Hollywood comunque ci ha tentato e ritentato con altre trasposizioni cinematografiche, o anche seriali in questi ultimi anni con l’esplosione delle piattaforme in streaming, per il pubblico Giovane Adulto sempre più esigente, ma nessuna di queste emanava lo spirito rivoluzionario che ci ha mostrato Katniss Everdeen. La saga madre di Hunger Games però non possedeva solo la Ghiandaia Imitatrice ma anche altri molti personaggi e tra cui già spiccava il Presidente Coriolanus Snow. Come ci ha insegnato Star Wars e la Disney con le pellicole di Maleficent e poi Crudelia, l’autrice ha deciso di dare la sua Villian Origin Story al dittatore di Panem. Il rischio era alto, perchè quando un autore torna a mettere mano a una saga dopo molto tempo il rischio di fallire è dietro l’angolo, ma Collins ha mostrato, con la sua scrittura impeccabile, che l’idea era ottima. Infatti il romanzo Hunger Games – La ballata dell’usignolo e del serpente è stato subito un successo editoriale e prima ancora della pubblicazione, nel 2020 in piena Pandemia, si è aggidicato la trasposizione in sala ora al cinema.

Il quinto titolo di Hunger Games nel primo fine settimana d’uscita in tutto il mondo ha incassato cento milioni di dollari coprendo così già i costi di produzione. Questo prequel è un’estensione naturale della saga madre, bilanciando sport sanguinari, amori giovanili ed elevati commenti politici che rispetta l’intelligenza del pubblico come solo l’autrice americana sa fare. Il suo messaggio non riguarda tanto la resistenza al fascismo, il governo di Panem è decisamente un regime totalitario, ma quanto al riconoscimento di come i sistemi utilizzino l’intrattenimento per distrarre e manipolare le masse. 

The Hunger Games: The Ballad of Songbirds and Snakes.
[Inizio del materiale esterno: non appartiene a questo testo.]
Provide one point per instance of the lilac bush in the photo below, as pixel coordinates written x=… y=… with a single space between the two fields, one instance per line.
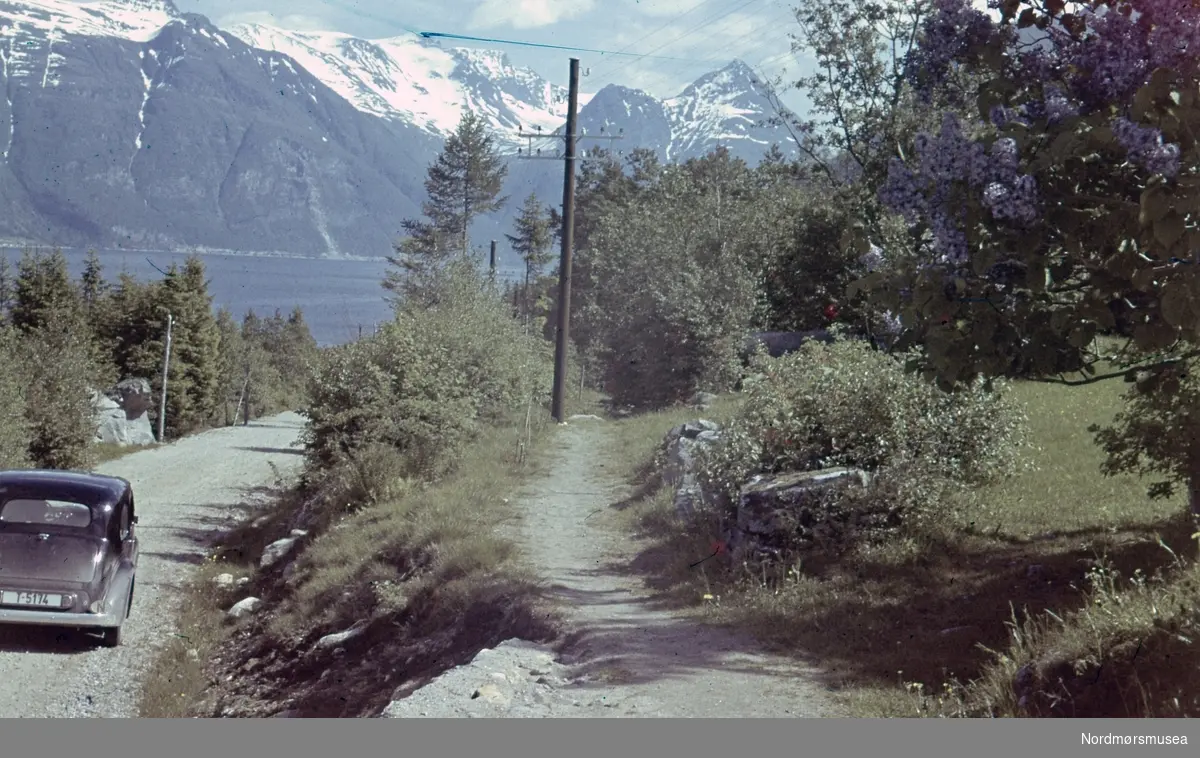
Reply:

Photo Credit: Courtesy of Lionsgate

Il film come il libro è diviso in tre parti. La prima intitolata “il mentore” è focalizzata su il giovane Coryo, come lo chiama la cugina Tigris, in cui si presenta come lo studente modello presso l’Accademia di Capitol City e gli viene affidato, essendo mentore per Decimi Hunger Games, il tributo femmina del Distretto 12 Lucy Gray Baird. La seconda parte “ Il Premio” mostra il prima e il mentre nell’Arena e l’intesa che nasce tra il protagonista e la ragazza tributo. Il terzo e ultimo è quello con il titolo “Il pacificatore” che svela che Snow alla fine, dopo aver imbrogliato per far vincere Lucy Gray, viene mandato a fare il soldato semplice e su sua scelta si fa mandare al 12, anche per rivedere la decima vincitrice dagli inizi dei Giochi. Per concludere questo prequel si rivela fin dalla prima scena, con un flashback dei Giorni Bui, è il capitolo più crudo, violento e disturbante della saga. Il regista è molto bravo a dosare con montaggi in cui si mostrano le morti dei giovani tributi o dei ribelli impiccati ma sempre senza cadere nello splatter e lo spargimento di sangue tagliando nel momento giusto e puntando sullo sguardo di chi osserva le varie uccisioni.

Hunger Games – la ballata dell’usignolo e del serpente forse, e si spera anche in nuovi libri, aprirà la strada ad un nuovo filone della storia che, se confermerà quanto visto in questa ottima trasposizione, saprà regalare altre soddisfazioni ai suoi fans più fedeli.